Yes, and then have a whole new set of problems


----------



## NYC Composer (Dec 16, 2012)

I have no problems with Cubase. There are things Logic does better or more efficiently, but " problems"? Not really.


----------



## Dom (Dec 17, 2012)

I just wouldn't use VEP's event input feature. It can also create problems by piling to much load onto the "live" core (e.g. core 8 on a 8 core processor).

I have no problems with multiple instances of VEP. Currently my template has 14 instances giving 14x16=224 stereo outputs and loads instantly. There is no increased CPU load by having multiple VEP instances. Dividing all the instruments to different instances keeps things organised.

In any case, this is certainly no reason to switch away from Logic. (I'm not saying there may not be others).

Dom


----------



## EastWest Lurker (Dec 17, 2012)

NYC Composer @ Sun Dec 16 said:


> I have no problems with Cubase. There are things Logic does better or more efficiently, but " problems"? Not really.

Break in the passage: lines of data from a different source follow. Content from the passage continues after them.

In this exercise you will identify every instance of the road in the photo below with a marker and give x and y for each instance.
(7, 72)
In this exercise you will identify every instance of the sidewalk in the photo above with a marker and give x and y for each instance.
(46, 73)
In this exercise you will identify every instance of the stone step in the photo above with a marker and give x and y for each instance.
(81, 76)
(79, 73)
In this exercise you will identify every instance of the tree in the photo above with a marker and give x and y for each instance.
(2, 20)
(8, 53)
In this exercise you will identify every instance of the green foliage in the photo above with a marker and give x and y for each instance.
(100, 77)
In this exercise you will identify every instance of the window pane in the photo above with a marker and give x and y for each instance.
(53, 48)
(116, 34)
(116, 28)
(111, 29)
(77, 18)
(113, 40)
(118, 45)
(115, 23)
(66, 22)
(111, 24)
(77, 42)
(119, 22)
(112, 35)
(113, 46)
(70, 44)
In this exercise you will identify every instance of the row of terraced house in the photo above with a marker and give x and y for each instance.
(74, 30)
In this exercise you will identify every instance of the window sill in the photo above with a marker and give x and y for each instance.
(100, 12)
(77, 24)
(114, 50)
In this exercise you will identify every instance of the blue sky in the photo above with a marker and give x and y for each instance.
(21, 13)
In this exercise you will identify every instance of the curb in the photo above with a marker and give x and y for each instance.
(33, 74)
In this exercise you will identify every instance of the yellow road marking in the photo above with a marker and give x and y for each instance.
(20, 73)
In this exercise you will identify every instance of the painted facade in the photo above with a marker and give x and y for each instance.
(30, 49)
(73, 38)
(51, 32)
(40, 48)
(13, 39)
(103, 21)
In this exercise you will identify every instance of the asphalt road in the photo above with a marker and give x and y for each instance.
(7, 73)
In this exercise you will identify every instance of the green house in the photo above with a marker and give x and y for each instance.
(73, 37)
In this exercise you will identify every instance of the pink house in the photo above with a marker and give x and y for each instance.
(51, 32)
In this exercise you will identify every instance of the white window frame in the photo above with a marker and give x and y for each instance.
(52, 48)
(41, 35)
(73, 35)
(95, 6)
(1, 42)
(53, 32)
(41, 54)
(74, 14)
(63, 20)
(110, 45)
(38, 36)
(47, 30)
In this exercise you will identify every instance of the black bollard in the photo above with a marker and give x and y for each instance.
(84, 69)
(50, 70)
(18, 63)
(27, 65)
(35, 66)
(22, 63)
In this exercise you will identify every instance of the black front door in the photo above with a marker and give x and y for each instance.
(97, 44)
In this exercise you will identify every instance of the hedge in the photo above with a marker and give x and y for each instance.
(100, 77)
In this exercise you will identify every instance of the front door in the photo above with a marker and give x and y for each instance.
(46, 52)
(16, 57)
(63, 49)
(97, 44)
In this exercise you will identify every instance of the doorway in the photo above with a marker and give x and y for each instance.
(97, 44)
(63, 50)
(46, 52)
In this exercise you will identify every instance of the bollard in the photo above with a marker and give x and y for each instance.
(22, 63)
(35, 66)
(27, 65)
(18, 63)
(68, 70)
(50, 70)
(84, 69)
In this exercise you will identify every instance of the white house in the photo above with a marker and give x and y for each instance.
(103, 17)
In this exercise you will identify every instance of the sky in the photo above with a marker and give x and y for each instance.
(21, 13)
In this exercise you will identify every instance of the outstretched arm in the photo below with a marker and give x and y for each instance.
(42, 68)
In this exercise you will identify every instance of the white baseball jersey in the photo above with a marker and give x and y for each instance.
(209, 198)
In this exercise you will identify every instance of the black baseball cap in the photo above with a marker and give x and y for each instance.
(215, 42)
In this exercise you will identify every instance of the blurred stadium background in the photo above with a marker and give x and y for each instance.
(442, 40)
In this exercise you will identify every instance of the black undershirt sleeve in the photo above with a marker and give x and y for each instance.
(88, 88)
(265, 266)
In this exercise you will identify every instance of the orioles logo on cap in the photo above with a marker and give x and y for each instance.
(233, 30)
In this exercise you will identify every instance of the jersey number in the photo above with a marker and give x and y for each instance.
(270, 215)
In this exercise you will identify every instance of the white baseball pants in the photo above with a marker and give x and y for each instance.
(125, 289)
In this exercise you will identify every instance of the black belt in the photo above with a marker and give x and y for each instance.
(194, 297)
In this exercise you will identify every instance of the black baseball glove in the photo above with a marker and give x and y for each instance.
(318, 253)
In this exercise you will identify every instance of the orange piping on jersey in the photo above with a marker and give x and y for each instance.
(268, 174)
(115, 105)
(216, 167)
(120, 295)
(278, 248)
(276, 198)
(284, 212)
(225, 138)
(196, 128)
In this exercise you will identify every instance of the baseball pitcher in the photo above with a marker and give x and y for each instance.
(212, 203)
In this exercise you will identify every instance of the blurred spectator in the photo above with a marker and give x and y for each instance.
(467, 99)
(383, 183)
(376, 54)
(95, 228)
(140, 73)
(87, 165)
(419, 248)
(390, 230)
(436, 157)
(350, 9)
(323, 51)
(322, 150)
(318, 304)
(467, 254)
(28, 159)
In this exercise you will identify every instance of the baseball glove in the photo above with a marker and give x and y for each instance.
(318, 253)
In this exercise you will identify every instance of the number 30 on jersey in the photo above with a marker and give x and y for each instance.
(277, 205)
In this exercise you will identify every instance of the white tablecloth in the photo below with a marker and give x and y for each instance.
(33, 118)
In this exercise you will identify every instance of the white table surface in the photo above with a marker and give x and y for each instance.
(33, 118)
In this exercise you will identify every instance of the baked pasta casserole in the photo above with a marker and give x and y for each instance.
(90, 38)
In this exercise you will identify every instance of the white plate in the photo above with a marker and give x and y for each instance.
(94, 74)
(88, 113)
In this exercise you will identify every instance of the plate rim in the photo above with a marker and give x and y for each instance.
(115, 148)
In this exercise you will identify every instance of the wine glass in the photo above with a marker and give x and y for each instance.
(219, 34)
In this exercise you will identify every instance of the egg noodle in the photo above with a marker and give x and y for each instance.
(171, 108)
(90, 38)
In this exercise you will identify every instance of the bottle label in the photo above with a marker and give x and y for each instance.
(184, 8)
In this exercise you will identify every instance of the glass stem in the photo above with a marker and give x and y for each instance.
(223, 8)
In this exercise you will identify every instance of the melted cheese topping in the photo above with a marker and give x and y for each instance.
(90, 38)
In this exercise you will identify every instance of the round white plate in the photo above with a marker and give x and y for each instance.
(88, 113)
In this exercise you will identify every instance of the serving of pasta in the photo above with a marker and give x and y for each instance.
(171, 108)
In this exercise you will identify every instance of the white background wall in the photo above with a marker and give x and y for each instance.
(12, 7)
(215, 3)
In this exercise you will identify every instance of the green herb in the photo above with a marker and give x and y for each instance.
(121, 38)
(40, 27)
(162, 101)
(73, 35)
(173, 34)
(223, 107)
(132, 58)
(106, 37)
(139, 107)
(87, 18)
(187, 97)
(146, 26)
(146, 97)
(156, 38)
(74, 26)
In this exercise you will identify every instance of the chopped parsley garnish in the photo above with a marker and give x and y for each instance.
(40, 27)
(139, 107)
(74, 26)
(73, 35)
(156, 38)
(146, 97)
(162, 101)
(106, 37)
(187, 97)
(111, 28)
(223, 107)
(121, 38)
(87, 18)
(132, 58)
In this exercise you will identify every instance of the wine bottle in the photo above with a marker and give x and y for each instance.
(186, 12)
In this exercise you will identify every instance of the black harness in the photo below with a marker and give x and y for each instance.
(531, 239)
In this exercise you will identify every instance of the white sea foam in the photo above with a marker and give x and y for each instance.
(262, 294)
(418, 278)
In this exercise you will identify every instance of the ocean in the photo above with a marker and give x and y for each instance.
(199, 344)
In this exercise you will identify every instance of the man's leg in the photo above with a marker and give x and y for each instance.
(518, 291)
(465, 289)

EVERY DAW has "issues", if you prefer the term to "problems." All you have to do is go to their forums. There are no perfect DAWS. They all have strengths and weaknesses and they all screw up sometimes.


----------



## Waywyn (Dec 17, 2012)

EastWest Lurker @ Mon Dec 17 said:


> NYC Composer @ Sun Dec 16 said:
> 
> 
> > I have no problems with Cubase. There are things Logic does better or more efficiently, but " problems"? Not really.
> ...



Yup, Cubase got its problems, but it is nothing compared to the weird routing issues in combi with VE Pro which happen inside Logic 

I currently host an orchestral template of roughly 30GB in RAM in combination with VE Pro and I got no issues at all. I still can remember that weird Logic issue with VE Pro and it drove me crazy. I am totally aware that the guy makes the music and not the sequencer, but in terms of "logic" (LOL) Cubase is definitely doing stellar advancements!


----------



## EastWest Lurker (Dec 17, 2012)

My current template with: Mac Mini Server 2.0 Quad Core i7, 16 GB,  OSX 10.8.2
PC i7 950 3.06 Quad Core, 24 GB RAM, Windows 7

On my slave PC from 1 SSD I run the following Play orchestral setup in Vienna Ensemble Pro 5:
HS Vlns & Vlas project with 3 Play instances, 5 patches in each, 1 mic position.
HS Cellos & Bases project with 2 Play instances, 5 patches in each, 1 mic position.
HB Horns & Tpts project with 2 Play instances, 5 patches in each, 1 mic position.
HB Trb & Tuba project with 2 Play instances, 5 patches in each, 1 mic position.
HOW Piccolo & Flute project with 2 Play instances, 5 patches in each, 2 mic positions.
HOW Oboe, Clar & Eng Horn project with 3 Play instances, 5 patches in each, 2 mic positions.
HOW Bassoon, Contra Bsn, & Bass Clar project with 3 Play instances, 5 patches in each, 2 mic positions.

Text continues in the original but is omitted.